A long-term timeline of technology by Max Roser

A couple of days ago, I stumbled on LinkedIn on this image showing a long-term timeline of technological development by Max Roser, founder of Our World in Data.

The graphic is impressively synthetic, and deals beautifully with exponential time scales, both prior and after the modern epoch.

But I am not convinced that the evolution of technology should be presented as a linear timeline. The automobile, for instance, is by no means a progression step, but a regression of spatial planning pushed by the car, fossil fuel and consumables industry (Ford, Shell, Exxon, Michelin, Tesla batteries…) that still blocks advances in public transport and sustainable planning. What cars have done to space for instance, is illustrated by the evolution of maps that I discuss in an older post.

For this graphic to be effective, the line should also show setbacks, and potential paths that we omitted to take. Technologies are also hardly isolable from the societal conditions that allow them to thrive (extractivism, data and financial concentration in the case of AI).

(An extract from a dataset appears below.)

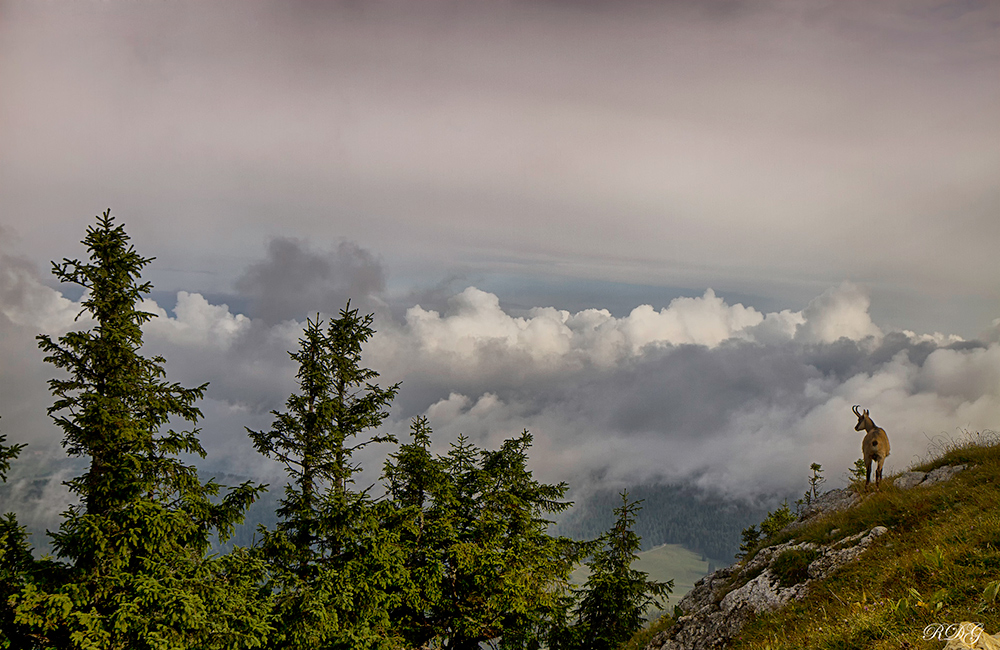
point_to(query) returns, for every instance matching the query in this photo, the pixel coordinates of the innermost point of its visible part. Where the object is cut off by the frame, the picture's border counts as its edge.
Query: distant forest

Further, as a friend of mine pointed out in a mail exchange: “it might be helpful to distinguish between different dimensions of progress, e.g. technological, political, economic or social. Progress in one dimension may lead to setbacks,  new challenges or boosters in others, for instance, many technological progresses, such as a typewriter, lead to an increase in the workforce of women (e.g. the rise of the figure of the secretary since the end of the 19th c.) and thus more emancipation, or surveillance technology may increase the means to control people and thus less freedom (have a look at China).”

The line finally fails to mention sustainable technologies.

All in all, this graphic is a nice take, with very interesting graphical options, but in need of more reflection to avoid the ideology of technical determinism. This goes to all students and beyond: take care of esthetics, but beware of esthetic traps.